Domain-wall dynamics driven by short pulses along thin ferromagnetic strips: Micromagnetic simulations and analytical description

Abstract

Micromagnetic simulations are used to describe the domain-wall dynamics along thin ferromagnetic strips driven by short pulses of magnetic field or electrical current with sinusoidal shape. For perfect strips without pinning centers, the net displacement of the domain wall is proportional both to the amplitude and the duration of the field pulse. A similar behavior is observed under current pulses if some nonadiabatic corrections are taken into account. On the contrary, the net displacement is null in the perfect adiabatic case.
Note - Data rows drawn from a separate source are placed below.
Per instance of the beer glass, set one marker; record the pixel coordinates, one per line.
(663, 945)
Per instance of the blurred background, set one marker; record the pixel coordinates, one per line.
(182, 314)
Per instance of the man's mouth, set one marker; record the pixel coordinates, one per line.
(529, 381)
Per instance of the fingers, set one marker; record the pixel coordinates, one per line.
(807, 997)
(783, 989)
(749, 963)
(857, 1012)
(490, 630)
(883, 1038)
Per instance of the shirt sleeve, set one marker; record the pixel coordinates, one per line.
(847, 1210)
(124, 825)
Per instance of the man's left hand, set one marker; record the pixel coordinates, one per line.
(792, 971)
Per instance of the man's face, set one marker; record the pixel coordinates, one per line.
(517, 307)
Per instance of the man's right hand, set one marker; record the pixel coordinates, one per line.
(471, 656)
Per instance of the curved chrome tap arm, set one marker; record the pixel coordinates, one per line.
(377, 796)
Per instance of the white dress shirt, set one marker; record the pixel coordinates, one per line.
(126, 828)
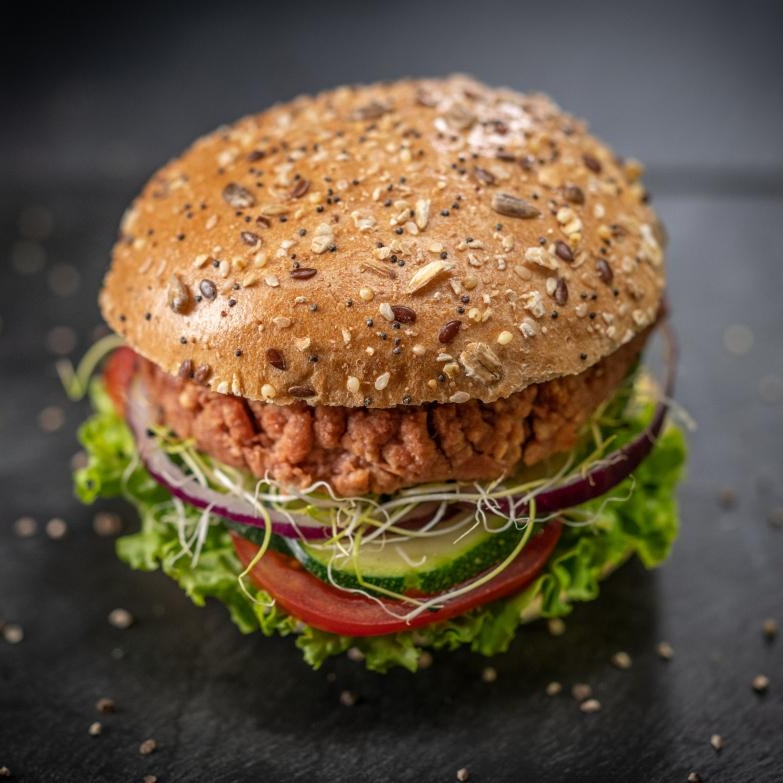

The domain-wall dynamics driven by these pulses is also characterized for strips which contain a single constriction, which acts as pinning site for the wall. The results reveal that an initially pinned domain wall can be eventually expelled far away from the constriction but if the maximum displacement does not surpass a given threshold the domain-wall experiences an attractive force which pushes it again toward the initial pinning site. Finally, the analysis of the domain wall jumps between two pinning sites is carried out both at zero and at room temperature for several separations between them. The simulations point out that the jumps can be achieved by means of short field or current pulses in the subnanosecond regime, an observation which could find application for a fast and easily controlled writing mechanism for future magnetic random access memory devices based on a pinned domain wall.